Homeowners could release some of the equity from their property to top up their retirement savings, through a process known as equity release. Using equity release for retirement income isn’t an equal replacement for pension savings, but if you’ve got a shortfall, then releasing money from your home may help you reach your retirement goals.
Home value
Analysis has highlighted homeowners in 53% of areas in England & Wales could access more from the value of their home than is saved in the average pension pot (£61,930)[1] by using equity release, according to analysis and based on median local house price data from the Office for National Statistics (ONS)[2].

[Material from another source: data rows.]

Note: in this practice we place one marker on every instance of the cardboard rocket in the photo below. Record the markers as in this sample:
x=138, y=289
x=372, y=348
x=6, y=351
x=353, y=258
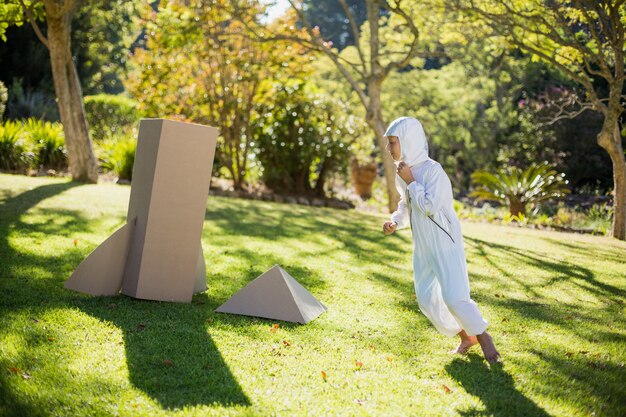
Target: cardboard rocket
x=275, y=295
x=157, y=254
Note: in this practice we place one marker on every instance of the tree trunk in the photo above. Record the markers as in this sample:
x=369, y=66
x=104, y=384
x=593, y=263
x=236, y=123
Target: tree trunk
x=375, y=121
x=611, y=140
x=82, y=162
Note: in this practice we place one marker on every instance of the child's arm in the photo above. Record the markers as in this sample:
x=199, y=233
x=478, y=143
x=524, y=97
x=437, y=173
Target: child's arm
x=433, y=194
x=401, y=215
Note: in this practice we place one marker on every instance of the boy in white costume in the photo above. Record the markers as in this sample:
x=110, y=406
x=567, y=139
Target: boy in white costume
x=426, y=205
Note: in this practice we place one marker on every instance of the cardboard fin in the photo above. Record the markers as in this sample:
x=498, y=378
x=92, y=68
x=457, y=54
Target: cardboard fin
x=200, y=284
x=101, y=273
x=274, y=295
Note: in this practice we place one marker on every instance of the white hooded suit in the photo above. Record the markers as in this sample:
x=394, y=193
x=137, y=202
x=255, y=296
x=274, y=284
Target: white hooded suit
x=441, y=281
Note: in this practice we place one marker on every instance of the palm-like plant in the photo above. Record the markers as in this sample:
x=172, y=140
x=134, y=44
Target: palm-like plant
x=517, y=188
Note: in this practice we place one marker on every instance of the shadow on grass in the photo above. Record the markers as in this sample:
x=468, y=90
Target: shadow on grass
x=578, y=275
x=495, y=388
x=169, y=354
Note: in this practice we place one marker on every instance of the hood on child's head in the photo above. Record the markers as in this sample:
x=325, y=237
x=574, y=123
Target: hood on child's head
x=413, y=142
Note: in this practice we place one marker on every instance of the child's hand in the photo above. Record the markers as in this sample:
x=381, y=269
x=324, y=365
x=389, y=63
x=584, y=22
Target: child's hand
x=405, y=173
x=389, y=227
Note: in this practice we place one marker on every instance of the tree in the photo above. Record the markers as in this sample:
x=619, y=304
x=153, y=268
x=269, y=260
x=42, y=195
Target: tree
x=386, y=42
x=330, y=17
x=585, y=40
x=58, y=18
x=213, y=72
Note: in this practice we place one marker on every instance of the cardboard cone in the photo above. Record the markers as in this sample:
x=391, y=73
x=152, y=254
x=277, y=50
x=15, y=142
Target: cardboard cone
x=274, y=295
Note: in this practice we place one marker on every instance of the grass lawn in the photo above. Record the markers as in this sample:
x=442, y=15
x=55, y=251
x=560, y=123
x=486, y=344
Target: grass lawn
x=555, y=303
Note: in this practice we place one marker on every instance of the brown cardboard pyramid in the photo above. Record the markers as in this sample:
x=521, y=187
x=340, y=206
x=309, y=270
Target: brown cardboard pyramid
x=157, y=254
x=274, y=295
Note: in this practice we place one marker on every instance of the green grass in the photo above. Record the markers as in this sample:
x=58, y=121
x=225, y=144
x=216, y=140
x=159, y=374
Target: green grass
x=555, y=303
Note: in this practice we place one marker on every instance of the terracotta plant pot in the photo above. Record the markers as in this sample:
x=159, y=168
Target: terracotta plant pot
x=363, y=176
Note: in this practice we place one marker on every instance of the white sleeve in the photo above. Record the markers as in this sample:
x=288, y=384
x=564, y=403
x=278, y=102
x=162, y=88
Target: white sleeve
x=401, y=215
x=435, y=193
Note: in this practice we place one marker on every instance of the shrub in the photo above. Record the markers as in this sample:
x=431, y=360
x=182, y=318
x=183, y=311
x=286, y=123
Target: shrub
x=110, y=115
x=301, y=139
x=517, y=188
x=118, y=156
x=14, y=153
x=4, y=95
x=48, y=143
x=24, y=103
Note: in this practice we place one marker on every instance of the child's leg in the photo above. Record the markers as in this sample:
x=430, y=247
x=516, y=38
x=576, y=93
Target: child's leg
x=451, y=272
x=431, y=303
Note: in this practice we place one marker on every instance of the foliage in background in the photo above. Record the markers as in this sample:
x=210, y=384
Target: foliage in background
x=104, y=34
x=48, y=144
x=108, y=115
x=302, y=139
x=518, y=188
x=117, y=155
x=3, y=99
x=213, y=70
x=25, y=102
x=32, y=144
x=14, y=155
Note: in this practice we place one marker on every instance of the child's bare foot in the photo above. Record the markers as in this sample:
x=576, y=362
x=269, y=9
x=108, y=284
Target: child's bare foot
x=489, y=349
x=466, y=343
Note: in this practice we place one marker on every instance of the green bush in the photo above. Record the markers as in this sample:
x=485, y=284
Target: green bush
x=48, y=144
x=118, y=156
x=28, y=102
x=14, y=152
x=4, y=96
x=519, y=188
x=301, y=139
x=110, y=115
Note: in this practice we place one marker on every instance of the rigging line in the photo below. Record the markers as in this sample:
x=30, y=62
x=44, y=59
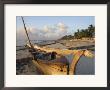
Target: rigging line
x=26, y=32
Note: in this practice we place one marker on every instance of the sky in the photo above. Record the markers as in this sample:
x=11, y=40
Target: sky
x=51, y=27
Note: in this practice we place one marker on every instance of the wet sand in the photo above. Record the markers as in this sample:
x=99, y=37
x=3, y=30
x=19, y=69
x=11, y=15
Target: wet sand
x=24, y=65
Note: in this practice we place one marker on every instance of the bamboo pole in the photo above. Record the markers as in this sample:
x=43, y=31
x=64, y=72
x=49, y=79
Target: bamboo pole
x=26, y=33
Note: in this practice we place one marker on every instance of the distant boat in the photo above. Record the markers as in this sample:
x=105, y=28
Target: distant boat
x=59, y=65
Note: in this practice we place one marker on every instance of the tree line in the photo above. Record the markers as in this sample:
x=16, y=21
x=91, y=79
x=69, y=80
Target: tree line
x=83, y=33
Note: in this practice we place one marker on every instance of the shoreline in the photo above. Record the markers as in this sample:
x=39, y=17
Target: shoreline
x=24, y=65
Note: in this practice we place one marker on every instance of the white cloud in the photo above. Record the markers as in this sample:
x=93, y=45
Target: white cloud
x=46, y=33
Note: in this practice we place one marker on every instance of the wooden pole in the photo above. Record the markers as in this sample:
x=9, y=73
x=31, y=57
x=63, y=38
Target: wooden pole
x=26, y=32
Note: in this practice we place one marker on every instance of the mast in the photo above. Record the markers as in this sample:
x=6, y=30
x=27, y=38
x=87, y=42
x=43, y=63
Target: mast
x=26, y=33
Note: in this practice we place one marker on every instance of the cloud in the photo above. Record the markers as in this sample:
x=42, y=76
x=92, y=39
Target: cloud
x=46, y=33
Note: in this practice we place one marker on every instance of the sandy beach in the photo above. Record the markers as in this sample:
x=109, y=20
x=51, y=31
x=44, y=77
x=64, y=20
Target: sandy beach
x=24, y=65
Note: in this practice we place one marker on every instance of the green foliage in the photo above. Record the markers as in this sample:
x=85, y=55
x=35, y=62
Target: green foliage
x=83, y=33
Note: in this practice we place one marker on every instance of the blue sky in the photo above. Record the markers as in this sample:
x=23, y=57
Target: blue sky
x=67, y=24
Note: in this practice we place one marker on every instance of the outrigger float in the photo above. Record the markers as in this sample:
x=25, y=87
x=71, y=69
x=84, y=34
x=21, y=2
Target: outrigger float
x=58, y=65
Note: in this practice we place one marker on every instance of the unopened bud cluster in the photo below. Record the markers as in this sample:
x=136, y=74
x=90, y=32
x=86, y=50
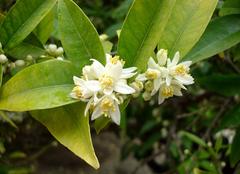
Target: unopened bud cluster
x=104, y=88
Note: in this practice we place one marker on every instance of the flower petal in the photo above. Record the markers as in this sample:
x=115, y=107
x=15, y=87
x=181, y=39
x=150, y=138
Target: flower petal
x=96, y=113
x=152, y=64
x=98, y=68
x=123, y=88
x=116, y=117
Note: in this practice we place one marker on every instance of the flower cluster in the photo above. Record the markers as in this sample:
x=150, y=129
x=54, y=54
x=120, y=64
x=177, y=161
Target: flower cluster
x=166, y=77
x=104, y=88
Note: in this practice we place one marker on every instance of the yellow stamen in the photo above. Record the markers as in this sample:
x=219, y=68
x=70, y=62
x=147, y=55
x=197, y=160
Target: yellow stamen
x=106, y=81
x=78, y=91
x=181, y=70
x=167, y=91
x=151, y=74
x=107, y=105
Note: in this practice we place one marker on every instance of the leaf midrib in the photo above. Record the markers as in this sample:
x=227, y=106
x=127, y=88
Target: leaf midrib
x=33, y=89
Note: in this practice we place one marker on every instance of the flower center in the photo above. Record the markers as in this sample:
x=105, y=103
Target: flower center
x=181, y=70
x=107, y=105
x=114, y=60
x=78, y=91
x=167, y=91
x=106, y=81
x=151, y=74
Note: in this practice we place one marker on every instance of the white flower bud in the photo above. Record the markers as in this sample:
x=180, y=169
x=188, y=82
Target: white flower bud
x=186, y=152
x=60, y=51
x=20, y=63
x=52, y=48
x=149, y=86
x=29, y=58
x=223, y=164
x=209, y=144
x=60, y=58
x=3, y=59
x=146, y=96
x=11, y=65
x=164, y=132
x=103, y=37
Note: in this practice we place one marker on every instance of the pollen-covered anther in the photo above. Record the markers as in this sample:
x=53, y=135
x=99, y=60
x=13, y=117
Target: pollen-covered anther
x=151, y=74
x=167, y=91
x=106, y=81
x=181, y=70
x=78, y=91
x=107, y=105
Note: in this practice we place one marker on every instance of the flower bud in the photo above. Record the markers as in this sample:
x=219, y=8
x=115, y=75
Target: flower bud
x=103, y=37
x=60, y=58
x=52, y=47
x=29, y=58
x=3, y=59
x=20, y=63
x=149, y=86
x=146, y=96
x=60, y=51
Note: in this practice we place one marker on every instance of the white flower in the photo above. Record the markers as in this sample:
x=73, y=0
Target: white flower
x=108, y=107
x=165, y=77
x=104, y=87
x=167, y=91
x=179, y=71
x=111, y=77
x=84, y=90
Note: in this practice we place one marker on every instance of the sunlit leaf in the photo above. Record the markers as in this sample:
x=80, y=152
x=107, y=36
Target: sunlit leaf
x=41, y=86
x=71, y=128
x=142, y=30
x=186, y=25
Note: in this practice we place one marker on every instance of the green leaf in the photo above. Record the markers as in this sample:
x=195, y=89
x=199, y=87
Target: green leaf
x=235, y=151
x=71, y=128
x=78, y=36
x=186, y=25
x=221, y=34
x=193, y=138
x=101, y=123
x=1, y=74
x=232, y=118
x=142, y=30
x=40, y=86
x=230, y=7
x=230, y=84
x=7, y=119
x=20, y=21
x=45, y=27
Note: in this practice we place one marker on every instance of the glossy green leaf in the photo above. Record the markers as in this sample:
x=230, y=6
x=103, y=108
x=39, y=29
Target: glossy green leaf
x=71, y=128
x=45, y=27
x=230, y=7
x=230, y=84
x=186, y=25
x=24, y=49
x=235, y=150
x=78, y=36
x=142, y=30
x=40, y=86
x=193, y=138
x=1, y=74
x=231, y=119
x=21, y=20
x=221, y=34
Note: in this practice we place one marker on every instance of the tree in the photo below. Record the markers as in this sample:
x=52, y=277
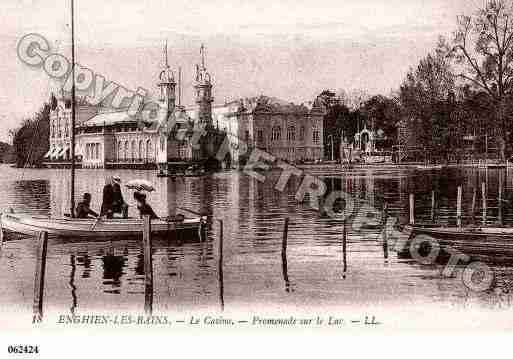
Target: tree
x=382, y=114
x=30, y=140
x=426, y=97
x=483, y=49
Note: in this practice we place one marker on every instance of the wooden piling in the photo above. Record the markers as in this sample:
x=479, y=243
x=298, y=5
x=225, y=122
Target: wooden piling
x=39, y=278
x=458, y=206
x=483, y=193
x=220, y=266
x=412, y=208
x=433, y=206
x=284, y=239
x=384, y=232
x=473, y=210
x=148, y=266
x=344, y=245
x=1, y=232
x=500, y=219
x=284, y=264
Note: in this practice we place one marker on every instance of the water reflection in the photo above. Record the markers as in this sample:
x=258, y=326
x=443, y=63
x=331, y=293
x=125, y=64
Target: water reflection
x=320, y=267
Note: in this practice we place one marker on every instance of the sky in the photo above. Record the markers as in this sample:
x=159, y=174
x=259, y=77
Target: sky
x=290, y=49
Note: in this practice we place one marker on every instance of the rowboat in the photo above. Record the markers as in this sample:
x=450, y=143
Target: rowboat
x=100, y=229
x=492, y=242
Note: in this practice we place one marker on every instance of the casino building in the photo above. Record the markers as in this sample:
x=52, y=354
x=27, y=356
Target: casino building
x=112, y=139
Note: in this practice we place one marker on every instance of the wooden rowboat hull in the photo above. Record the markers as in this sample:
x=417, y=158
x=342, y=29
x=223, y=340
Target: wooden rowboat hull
x=91, y=229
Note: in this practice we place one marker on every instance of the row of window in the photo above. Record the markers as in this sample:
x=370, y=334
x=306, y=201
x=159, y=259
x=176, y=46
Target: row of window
x=93, y=151
x=141, y=149
x=291, y=134
x=56, y=129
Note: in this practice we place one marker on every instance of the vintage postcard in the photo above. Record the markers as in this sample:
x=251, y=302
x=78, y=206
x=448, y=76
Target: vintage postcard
x=227, y=167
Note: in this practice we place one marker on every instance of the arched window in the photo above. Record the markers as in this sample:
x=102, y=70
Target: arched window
x=149, y=150
x=291, y=133
x=133, y=150
x=276, y=133
x=120, y=150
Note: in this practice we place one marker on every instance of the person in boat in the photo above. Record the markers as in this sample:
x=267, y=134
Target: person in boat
x=83, y=209
x=143, y=207
x=113, y=201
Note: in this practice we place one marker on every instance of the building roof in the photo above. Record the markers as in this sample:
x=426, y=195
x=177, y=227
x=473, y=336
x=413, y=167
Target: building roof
x=109, y=118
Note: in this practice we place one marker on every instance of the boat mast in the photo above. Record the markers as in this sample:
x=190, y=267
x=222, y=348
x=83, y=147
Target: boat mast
x=72, y=150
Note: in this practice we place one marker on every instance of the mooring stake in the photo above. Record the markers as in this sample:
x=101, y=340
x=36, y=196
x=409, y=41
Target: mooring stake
x=148, y=266
x=39, y=279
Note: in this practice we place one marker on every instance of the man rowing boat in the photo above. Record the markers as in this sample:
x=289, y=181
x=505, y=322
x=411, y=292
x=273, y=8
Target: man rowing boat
x=113, y=198
x=83, y=209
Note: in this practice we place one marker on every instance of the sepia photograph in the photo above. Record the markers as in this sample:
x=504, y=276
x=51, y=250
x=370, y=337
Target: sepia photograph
x=226, y=167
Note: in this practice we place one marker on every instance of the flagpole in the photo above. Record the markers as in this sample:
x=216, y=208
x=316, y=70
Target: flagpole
x=72, y=150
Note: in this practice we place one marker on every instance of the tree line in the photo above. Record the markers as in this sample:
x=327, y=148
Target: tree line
x=31, y=139
x=456, y=103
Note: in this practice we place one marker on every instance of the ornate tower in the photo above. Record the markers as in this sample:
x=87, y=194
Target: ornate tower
x=203, y=89
x=167, y=84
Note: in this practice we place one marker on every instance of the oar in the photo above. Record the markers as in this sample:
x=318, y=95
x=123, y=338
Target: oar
x=194, y=212
x=98, y=219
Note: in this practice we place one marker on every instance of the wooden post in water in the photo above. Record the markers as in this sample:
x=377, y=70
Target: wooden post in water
x=458, y=207
x=284, y=239
x=483, y=193
x=220, y=266
x=1, y=232
x=284, y=265
x=148, y=266
x=500, y=199
x=433, y=206
x=474, y=195
x=39, y=279
x=344, y=246
x=412, y=208
x=384, y=233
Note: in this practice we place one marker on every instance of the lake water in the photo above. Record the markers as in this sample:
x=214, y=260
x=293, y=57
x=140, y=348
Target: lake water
x=109, y=276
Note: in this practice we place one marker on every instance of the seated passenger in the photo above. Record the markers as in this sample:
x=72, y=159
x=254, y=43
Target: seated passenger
x=143, y=207
x=83, y=209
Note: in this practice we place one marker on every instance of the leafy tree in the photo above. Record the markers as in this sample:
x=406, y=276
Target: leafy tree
x=483, y=49
x=427, y=100
x=30, y=141
x=382, y=115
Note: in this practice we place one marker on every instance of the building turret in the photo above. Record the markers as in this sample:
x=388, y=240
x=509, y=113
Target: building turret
x=167, y=84
x=203, y=89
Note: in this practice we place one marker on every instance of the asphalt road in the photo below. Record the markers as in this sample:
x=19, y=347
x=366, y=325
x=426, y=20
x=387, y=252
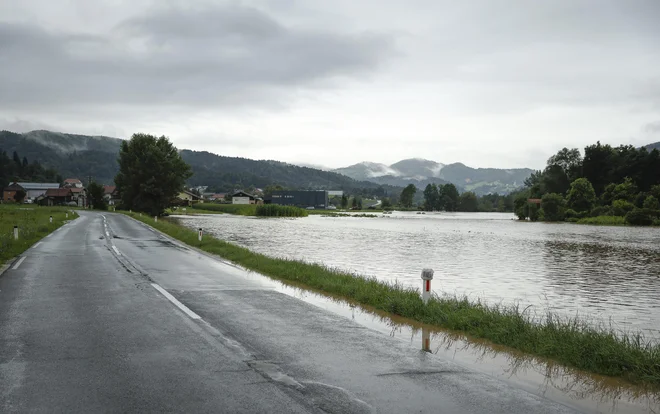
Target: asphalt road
x=107, y=315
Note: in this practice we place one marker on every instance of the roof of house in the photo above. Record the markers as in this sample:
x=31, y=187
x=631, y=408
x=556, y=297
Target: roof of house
x=242, y=194
x=13, y=187
x=38, y=186
x=58, y=192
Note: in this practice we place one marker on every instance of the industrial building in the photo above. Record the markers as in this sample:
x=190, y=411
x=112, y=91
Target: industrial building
x=303, y=199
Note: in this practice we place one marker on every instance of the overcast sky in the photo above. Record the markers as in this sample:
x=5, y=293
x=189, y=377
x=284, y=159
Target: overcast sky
x=488, y=83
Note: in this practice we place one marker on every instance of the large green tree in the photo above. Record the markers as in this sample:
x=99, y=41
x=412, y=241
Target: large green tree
x=468, y=202
x=581, y=196
x=151, y=173
x=448, y=197
x=96, y=193
x=407, y=195
x=553, y=207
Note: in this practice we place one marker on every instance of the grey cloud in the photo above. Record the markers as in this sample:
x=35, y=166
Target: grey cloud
x=653, y=127
x=215, y=56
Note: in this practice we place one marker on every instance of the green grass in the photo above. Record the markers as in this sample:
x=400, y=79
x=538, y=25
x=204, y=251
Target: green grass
x=603, y=221
x=33, y=224
x=274, y=210
x=572, y=342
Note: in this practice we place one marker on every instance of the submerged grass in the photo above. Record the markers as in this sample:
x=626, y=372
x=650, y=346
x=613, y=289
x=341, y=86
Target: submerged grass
x=238, y=209
x=572, y=342
x=275, y=210
x=33, y=224
x=603, y=221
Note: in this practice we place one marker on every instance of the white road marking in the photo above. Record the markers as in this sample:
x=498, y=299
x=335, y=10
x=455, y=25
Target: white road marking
x=20, y=261
x=178, y=304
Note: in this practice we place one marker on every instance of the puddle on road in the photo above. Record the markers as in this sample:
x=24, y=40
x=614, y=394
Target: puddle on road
x=581, y=390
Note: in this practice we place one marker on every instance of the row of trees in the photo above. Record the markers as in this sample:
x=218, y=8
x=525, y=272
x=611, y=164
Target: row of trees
x=19, y=169
x=622, y=181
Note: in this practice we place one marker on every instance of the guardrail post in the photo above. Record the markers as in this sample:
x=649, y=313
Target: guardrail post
x=427, y=277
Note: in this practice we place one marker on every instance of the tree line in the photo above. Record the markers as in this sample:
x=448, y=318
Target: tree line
x=607, y=181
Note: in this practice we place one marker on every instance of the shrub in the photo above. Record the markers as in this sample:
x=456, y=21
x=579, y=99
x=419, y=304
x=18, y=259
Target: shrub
x=651, y=203
x=553, y=206
x=621, y=207
x=639, y=217
x=601, y=211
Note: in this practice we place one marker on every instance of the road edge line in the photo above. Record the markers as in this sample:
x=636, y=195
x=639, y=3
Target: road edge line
x=175, y=301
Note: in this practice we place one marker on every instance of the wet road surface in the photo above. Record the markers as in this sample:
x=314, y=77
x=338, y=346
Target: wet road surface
x=107, y=315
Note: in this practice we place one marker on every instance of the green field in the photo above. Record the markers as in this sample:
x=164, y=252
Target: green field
x=572, y=342
x=33, y=224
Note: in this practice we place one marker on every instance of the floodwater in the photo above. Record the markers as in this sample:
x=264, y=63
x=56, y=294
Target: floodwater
x=605, y=275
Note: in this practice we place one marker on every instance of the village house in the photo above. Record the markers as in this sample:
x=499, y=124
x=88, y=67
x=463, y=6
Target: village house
x=57, y=197
x=241, y=197
x=111, y=195
x=189, y=198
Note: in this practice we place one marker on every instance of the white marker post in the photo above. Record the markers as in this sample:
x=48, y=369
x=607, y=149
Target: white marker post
x=426, y=340
x=427, y=276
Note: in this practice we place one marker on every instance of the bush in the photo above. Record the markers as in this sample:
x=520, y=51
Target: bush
x=651, y=203
x=621, y=207
x=572, y=215
x=275, y=210
x=639, y=217
x=601, y=211
x=553, y=206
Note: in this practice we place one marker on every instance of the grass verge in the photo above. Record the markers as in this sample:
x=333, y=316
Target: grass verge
x=33, y=224
x=603, y=221
x=572, y=342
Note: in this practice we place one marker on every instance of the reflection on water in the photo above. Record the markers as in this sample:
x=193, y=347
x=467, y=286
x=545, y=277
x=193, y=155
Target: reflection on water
x=575, y=388
x=608, y=275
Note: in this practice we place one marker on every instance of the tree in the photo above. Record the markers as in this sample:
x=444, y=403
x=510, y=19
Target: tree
x=151, y=173
x=468, y=202
x=431, y=197
x=581, y=196
x=19, y=196
x=553, y=206
x=448, y=197
x=96, y=200
x=407, y=195
x=651, y=203
x=570, y=162
x=520, y=205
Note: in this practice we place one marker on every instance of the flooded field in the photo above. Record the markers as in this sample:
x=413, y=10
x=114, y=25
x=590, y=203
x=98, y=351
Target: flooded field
x=607, y=275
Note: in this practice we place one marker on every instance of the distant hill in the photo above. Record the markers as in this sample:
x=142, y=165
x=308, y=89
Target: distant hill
x=422, y=172
x=82, y=156
x=653, y=146
x=70, y=155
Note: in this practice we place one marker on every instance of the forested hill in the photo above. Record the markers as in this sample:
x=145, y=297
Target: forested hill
x=82, y=156
x=226, y=173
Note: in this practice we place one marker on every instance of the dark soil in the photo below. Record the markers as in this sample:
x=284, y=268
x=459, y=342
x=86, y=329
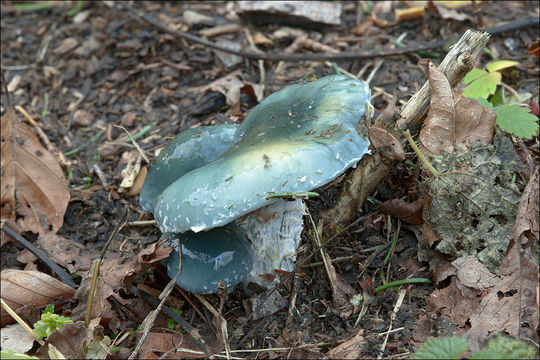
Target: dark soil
x=117, y=73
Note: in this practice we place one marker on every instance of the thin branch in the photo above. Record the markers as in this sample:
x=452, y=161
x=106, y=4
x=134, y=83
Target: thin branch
x=307, y=57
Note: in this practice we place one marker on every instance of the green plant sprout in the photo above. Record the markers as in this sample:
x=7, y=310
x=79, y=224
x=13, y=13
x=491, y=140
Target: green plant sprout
x=49, y=323
x=483, y=83
x=171, y=324
x=510, y=116
x=452, y=347
x=292, y=195
x=403, y=282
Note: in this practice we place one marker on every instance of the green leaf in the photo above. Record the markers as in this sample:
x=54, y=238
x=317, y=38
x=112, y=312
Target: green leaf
x=473, y=75
x=501, y=347
x=49, y=323
x=517, y=121
x=12, y=355
x=498, y=98
x=500, y=64
x=484, y=103
x=482, y=86
x=442, y=348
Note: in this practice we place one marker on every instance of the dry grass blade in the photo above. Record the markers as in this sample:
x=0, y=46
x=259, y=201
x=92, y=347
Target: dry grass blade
x=34, y=189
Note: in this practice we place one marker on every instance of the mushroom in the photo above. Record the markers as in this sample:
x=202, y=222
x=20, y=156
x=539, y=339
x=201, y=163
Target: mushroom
x=297, y=139
x=189, y=150
x=208, y=257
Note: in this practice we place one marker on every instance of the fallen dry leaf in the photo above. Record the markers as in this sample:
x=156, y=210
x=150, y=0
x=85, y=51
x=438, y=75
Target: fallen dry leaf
x=350, y=349
x=34, y=189
x=381, y=138
x=473, y=274
x=145, y=260
x=132, y=159
x=25, y=290
x=511, y=305
x=454, y=303
x=100, y=305
x=66, y=252
x=267, y=303
x=69, y=341
x=177, y=346
x=342, y=292
x=452, y=119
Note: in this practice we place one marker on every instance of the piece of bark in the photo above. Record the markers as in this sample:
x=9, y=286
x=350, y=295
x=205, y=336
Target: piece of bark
x=371, y=170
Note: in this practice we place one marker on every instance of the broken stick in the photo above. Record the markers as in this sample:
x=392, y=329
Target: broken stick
x=371, y=170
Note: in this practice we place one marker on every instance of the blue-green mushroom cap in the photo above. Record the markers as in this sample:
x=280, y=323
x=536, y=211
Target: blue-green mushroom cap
x=297, y=139
x=221, y=254
x=189, y=150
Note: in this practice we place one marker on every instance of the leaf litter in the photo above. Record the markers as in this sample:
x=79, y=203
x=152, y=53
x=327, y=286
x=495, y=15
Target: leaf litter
x=496, y=268
x=328, y=327
x=34, y=188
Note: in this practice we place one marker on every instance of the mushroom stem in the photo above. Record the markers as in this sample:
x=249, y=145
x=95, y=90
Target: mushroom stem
x=274, y=231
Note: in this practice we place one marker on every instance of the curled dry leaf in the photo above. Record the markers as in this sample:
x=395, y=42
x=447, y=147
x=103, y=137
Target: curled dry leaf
x=452, y=119
x=511, y=304
x=350, y=349
x=34, y=189
x=69, y=341
x=144, y=261
x=177, y=346
x=342, y=292
x=381, y=138
x=22, y=290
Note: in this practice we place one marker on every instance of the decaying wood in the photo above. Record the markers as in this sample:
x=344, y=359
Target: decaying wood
x=362, y=181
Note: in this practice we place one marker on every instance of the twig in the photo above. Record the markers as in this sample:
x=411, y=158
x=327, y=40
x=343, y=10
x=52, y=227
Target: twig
x=334, y=237
x=308, y=57
x=148, y=322
x=141, y=222
x=478, y=13
x=119, y=225
x=135, y=143
x=44, y=137
x=374, y=71
x=284, y=348
x=183, y=323
x=18, y=319
x=101, y=176
x=64, y=276
x=92, y=292
x=262, y=73
x=222, y=323
x=399, y=301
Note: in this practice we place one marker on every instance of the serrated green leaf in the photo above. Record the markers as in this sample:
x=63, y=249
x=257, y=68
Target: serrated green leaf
x=500, y=64
x=473, y=75
x=517, y=121
x=483, y=86
x=498, y=98
x=48, y=324
x=501, y=347
x=450, y=347
x=12, y=355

Homeowners in England and Wales could release on average £72,988 worth of equity from their homes, an average increase of £14,000 in just five years due to a 24% increase in median house price values since 2016.
Price growth
Ongoing house price growth has led many homeowners to consider the role their property might play in their long-term financial planning. One in seven pre-retired over 50s (16%) plan to use their property wealth to boost their finances via products like lifetime mortgages, a type of equity release, or via downsizing. However, an additional 13% said a significant increase in the value of their property could also persuade them to do so.
In recent years, we have seen house prices increase to the extent that they will have become the most significant asset available to many UK homeowners. The average UK property price has hit a new record high of £272,992, with growth now at 15-year high[3].